H.M. Karis Chocoladefabriek

Leestijd: 8 minuten

Op 29 juni 1899 meldde de Schiedamsche Courant te hebben vernomen dat op het adres Buitenhaven 90 een Chocoladefabriek zou worden gevestigd. Het pand, dat toen nog eigendom was van de firma Ingelse & Co en in vroeger jaren was gebouwd als stoombranderij door de ‘Heeren Jurriaanse’, werd gekocht door de chocoladefabrikant H.M. Karis uit Rotterdam. Het werd per 1 augustus 1899 betrokken en aangepast om te kunnen dienen als chocoladefabriek. H.M. Karis, zijn weduwe althans, kwam zelf ook over uit Rotterdam en vestigde zich aan de Tuinlaan 34 in Schiedam. Hun zoon S.J.M. Karis en zijn echtgenote (M.J.M. Kanters) vestigden zich aan de Tuinlaan 32.

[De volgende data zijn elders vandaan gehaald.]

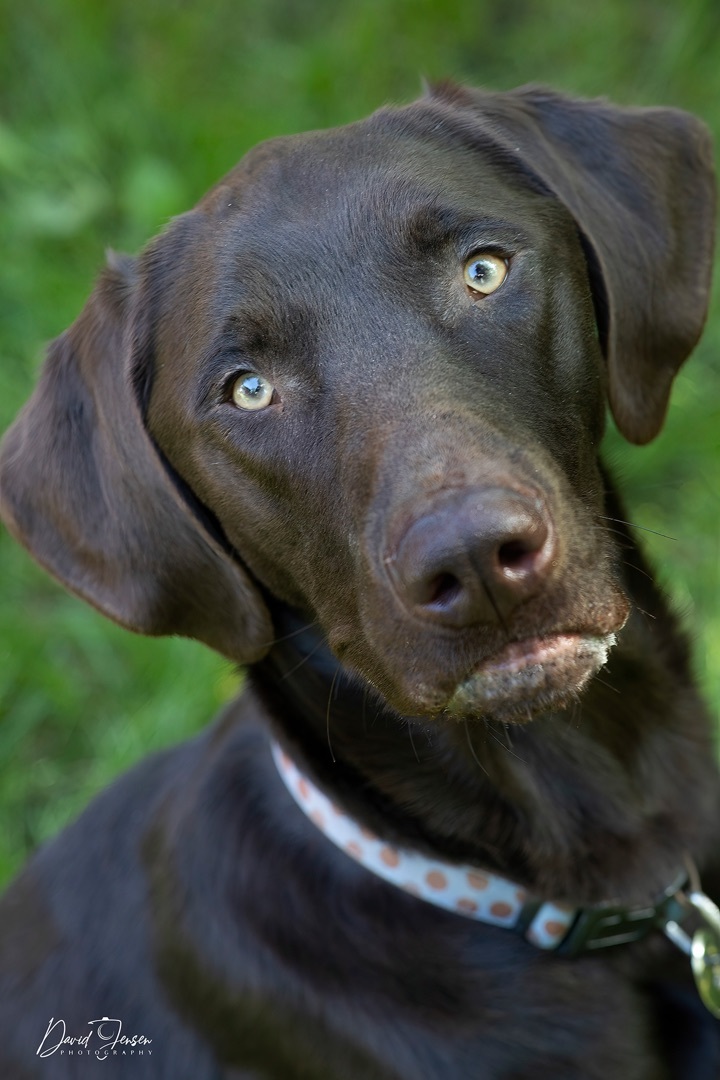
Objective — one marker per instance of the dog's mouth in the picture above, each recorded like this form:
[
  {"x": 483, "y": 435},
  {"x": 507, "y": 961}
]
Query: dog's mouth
[{"x": 529, "y": 677}]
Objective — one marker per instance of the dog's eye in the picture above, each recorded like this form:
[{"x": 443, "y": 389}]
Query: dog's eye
[
  {"x": 252, "y": 391},
  {"x": 485, "y": 272}
]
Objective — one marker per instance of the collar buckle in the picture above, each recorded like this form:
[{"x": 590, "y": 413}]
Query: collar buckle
[{"x": 603, "y": 927}]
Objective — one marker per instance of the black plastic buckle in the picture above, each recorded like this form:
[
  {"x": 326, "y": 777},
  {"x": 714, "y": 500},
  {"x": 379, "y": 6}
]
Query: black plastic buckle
[{"x": 608, "y": 926}]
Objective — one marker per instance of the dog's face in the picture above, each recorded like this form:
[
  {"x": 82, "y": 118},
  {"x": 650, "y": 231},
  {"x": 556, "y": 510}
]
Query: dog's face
[{"x": 368, "y": 375}]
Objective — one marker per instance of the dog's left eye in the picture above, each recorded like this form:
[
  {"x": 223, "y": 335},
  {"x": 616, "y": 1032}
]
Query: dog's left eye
[
  {"x": 485, "y": 272},
  {"x": 250, "y": 391}
]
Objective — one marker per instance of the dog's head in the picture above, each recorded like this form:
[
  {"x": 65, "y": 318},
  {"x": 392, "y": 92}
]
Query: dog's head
[{"x": 367, "y": 376}]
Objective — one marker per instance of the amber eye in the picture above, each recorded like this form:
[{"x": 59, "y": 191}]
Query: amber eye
[
  {"x": 485, "y": 272},
  {"x": 252, "y": 391}
]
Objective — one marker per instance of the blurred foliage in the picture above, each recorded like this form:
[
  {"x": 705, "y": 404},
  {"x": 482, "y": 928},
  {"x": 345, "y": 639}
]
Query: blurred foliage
[{"x": 116, "y": 116}]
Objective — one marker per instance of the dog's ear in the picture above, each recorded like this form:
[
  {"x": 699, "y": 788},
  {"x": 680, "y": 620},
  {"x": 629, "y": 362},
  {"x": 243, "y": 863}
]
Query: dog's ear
[
  {"x": 84, "y": 489},
  {"x": 640, "y": 185}
]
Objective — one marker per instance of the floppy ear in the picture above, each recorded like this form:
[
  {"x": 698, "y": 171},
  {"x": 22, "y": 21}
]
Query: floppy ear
[
  {"x": 639, "y": 183},
  {"x": 84, "y": 489}
]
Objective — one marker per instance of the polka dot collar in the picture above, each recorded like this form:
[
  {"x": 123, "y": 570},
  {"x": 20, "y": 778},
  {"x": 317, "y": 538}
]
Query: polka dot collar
[{"x": 465, "y": 890}]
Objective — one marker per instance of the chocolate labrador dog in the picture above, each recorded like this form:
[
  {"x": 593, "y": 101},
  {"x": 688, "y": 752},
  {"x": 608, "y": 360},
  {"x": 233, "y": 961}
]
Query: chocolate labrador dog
[{"x": 341, "y": 423}]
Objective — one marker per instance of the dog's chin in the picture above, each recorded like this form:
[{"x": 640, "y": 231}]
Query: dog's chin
[{"x": 530, "y": 677}]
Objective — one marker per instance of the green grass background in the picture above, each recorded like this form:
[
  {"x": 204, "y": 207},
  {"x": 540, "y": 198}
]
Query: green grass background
[{"x": 116, "y": 116}]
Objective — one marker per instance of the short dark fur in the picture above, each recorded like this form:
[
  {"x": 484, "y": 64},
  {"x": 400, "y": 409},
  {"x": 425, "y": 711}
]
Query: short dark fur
[{"x": 413, "y": 426}]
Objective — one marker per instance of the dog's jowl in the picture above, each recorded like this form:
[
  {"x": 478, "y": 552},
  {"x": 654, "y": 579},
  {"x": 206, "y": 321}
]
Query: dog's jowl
[{"x": 341, "y": 423}]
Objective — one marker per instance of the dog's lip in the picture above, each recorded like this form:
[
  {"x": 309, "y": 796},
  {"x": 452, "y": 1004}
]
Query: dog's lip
[{"x": 531, "y": 676}]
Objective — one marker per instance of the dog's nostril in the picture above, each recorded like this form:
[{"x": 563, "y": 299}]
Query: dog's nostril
[{"x": 518, "y": 555}]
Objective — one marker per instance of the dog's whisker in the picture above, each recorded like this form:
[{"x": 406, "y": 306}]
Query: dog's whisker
[
  {"x": 415, "y": 750},
  {"x": 472, "y": 748},
  {"x": 642, "y": 528},
  {"x": 506, "y": 745},
  {"x": 609, "y": 686},
  {"x": 337, "y": 673}
]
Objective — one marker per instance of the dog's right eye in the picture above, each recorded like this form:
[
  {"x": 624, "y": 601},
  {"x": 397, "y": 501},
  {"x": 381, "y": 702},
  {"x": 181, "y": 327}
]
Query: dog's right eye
[
  {"x": 485, "y": 272},
  {"x": 250, "y": 391}
]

Reclamemateriaal uit de Rotterdamse periode.

Het Begin
H.M. Karis (Hendrikus Marinus), was geboren 23-11-1837 in Delft. Hij was in april 1857 in het huwelijk getreden met C.M.P. van Elsenburg (25-11-1836), die woonachtig was in Amsterdam. Wanneer zij de overstap gemaakt hebben van Amsterdam naar Rotterdam is niet met zekerheid vast te stellen, maar op 19 mei van dat jaar opende hij zijn, zoals het toen nog heette in advertenties, zijn ‘Affaire‘ in Rotterdam aan de Delftschevaart 326.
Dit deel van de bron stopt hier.